Why Choose Soren Financial?
Rated No. 1 on OurTop10, Soren Financial offers unparalleled expertise in the mortgage domain. Their team ensures you get the best deal, aiding in faster home loan payoff. It’s like having a financial GPS, guiding you through the maze of mortgage options.
Real-life Examples
Jane’s Smart Repayment Strategy
Jane always poured her bonuses into extra repayments. Her disciplined approach to maintaining a healthy offset account balance significantly reduced her loan tenure. She has her salary paid directly into her offset and she has set up her fixed expenses to be paid out of her offset since Jane understands that interest on her home loan is calculated daily. This plan will save her tens of thousands in interest.

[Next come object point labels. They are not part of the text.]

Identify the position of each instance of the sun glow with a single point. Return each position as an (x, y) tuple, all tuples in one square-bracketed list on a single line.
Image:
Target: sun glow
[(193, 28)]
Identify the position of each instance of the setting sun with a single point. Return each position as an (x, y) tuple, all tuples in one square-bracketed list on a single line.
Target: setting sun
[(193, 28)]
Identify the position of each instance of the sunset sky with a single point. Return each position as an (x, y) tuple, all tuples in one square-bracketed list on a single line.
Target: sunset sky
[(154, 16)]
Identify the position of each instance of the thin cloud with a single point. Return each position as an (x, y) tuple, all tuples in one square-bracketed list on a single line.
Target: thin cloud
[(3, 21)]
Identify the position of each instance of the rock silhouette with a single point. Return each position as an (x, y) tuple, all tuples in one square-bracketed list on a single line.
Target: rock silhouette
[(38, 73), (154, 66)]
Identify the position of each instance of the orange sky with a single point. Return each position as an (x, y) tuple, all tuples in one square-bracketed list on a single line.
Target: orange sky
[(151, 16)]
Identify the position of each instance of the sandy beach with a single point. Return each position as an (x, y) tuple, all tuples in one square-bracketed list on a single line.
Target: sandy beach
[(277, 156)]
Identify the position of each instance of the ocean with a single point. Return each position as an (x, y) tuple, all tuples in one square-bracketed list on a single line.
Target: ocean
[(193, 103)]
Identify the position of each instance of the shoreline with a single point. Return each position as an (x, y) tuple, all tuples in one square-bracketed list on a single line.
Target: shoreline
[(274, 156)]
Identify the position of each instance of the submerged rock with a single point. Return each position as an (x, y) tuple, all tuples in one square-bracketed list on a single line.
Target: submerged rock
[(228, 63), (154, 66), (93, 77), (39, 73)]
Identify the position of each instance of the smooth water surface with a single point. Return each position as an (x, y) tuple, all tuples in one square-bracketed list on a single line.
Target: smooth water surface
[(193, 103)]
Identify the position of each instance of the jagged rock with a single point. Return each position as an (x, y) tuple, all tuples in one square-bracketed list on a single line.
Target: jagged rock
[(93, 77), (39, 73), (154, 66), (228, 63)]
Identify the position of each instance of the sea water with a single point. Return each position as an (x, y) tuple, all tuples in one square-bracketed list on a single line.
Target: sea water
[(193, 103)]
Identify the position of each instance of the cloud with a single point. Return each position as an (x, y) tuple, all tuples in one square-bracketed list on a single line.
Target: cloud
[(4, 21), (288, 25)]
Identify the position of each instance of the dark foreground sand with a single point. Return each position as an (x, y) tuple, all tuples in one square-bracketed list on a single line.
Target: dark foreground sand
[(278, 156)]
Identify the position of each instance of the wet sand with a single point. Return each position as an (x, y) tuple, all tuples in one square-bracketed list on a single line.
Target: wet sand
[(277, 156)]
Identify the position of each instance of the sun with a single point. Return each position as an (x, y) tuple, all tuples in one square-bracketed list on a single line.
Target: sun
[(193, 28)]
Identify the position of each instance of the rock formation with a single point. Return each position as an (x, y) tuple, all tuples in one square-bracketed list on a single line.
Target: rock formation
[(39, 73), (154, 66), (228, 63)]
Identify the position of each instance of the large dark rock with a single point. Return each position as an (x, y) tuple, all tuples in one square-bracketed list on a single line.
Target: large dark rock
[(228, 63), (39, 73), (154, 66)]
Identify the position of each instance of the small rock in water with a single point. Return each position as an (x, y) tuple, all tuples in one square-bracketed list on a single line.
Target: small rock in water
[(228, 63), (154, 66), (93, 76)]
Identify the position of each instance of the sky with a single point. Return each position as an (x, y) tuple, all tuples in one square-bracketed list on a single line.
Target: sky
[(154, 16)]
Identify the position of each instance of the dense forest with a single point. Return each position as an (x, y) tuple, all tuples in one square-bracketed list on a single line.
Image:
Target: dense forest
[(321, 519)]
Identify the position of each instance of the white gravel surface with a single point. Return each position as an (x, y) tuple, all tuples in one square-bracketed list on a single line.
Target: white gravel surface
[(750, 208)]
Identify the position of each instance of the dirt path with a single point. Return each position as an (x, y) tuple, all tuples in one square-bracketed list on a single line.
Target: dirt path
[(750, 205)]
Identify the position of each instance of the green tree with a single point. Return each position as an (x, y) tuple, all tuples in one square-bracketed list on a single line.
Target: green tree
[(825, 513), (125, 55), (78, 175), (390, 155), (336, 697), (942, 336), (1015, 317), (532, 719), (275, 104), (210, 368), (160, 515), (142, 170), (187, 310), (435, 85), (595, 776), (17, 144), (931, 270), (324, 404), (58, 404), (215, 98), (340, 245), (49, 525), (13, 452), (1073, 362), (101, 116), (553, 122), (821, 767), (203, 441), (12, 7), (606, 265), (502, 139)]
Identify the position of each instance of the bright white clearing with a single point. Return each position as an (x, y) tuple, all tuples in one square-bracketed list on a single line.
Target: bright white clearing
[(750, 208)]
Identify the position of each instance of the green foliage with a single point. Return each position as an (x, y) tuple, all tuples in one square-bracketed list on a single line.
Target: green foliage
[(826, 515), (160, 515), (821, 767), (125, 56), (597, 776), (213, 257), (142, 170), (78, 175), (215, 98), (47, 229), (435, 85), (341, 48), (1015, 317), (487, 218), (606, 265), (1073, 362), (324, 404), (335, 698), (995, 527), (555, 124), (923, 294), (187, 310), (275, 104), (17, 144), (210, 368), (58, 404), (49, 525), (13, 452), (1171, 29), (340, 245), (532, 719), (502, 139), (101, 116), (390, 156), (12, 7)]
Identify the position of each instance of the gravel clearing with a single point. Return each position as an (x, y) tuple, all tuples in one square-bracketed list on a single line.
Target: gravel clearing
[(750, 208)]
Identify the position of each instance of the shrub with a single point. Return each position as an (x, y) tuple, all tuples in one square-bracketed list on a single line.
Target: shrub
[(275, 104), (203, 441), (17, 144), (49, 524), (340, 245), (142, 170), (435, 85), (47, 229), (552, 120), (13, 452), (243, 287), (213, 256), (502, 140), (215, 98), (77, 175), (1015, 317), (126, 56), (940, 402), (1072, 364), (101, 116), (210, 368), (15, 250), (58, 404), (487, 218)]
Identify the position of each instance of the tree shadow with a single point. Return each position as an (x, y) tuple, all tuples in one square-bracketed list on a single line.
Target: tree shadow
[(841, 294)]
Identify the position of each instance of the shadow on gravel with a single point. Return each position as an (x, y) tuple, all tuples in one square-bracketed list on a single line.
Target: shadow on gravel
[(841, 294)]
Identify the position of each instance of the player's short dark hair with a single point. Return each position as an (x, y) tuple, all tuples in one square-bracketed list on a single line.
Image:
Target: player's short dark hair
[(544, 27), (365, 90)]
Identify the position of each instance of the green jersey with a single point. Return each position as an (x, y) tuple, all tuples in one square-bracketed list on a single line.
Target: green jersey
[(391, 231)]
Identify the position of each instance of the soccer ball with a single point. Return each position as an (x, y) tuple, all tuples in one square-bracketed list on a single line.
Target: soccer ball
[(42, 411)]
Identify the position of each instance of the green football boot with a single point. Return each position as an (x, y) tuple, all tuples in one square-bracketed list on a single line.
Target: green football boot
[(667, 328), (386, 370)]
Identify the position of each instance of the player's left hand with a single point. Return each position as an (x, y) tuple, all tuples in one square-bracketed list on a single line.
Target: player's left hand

Tom’s Decision to Increase Repayments
After securing a higher-paying job, Tom smartly increased his monthly repayments by 10% and changed his repayments from monthly to fortnightly. This foresight allowed him both a better lifestyle, a more disciplined approach to his finances and a road to an earlier home loan payoff. Tom realises that the money he will save in the hundreds of thousands in interest and, more importantly, that he will have his home loan on his owner-occupier paid off well before retirement. His strategy to pay off his owner-occupier loan as quickly as possible is imperative to him, as there is no tax benefit to his owner-occupier loan so he wants it paid off asap.
Conclusion
Unlocking Financial Freedom
The path to homeownership, devoid of lingering debt, is worth every strategic decision. Understanding and optimizing home loan structures, leveraging tools like offset and redraw accounts, and seeking expert advice can make this dream a reality faster.
FAQs
- What’s the difference between offset and redraw accounts?
- An offset account reduces loan interest based on its balance, while a redraw lets you access extra repayments.
- Are both these facilities available with all loans?
- Most modern home loans offer these, but it’s essential to verify with your lender or Google mortgage broker near me or even better, speak to us!
- Are there redraw facility charges?
- Some loans might have fees; always verify before deciding.
- How frequently can I redraw?
- It depends on the lender and loan terms.
- Is a higher offset balance always beneficial?
- Generally, yes. A higher balance means reduced loan interest however also paying down your home loan balance is recommended.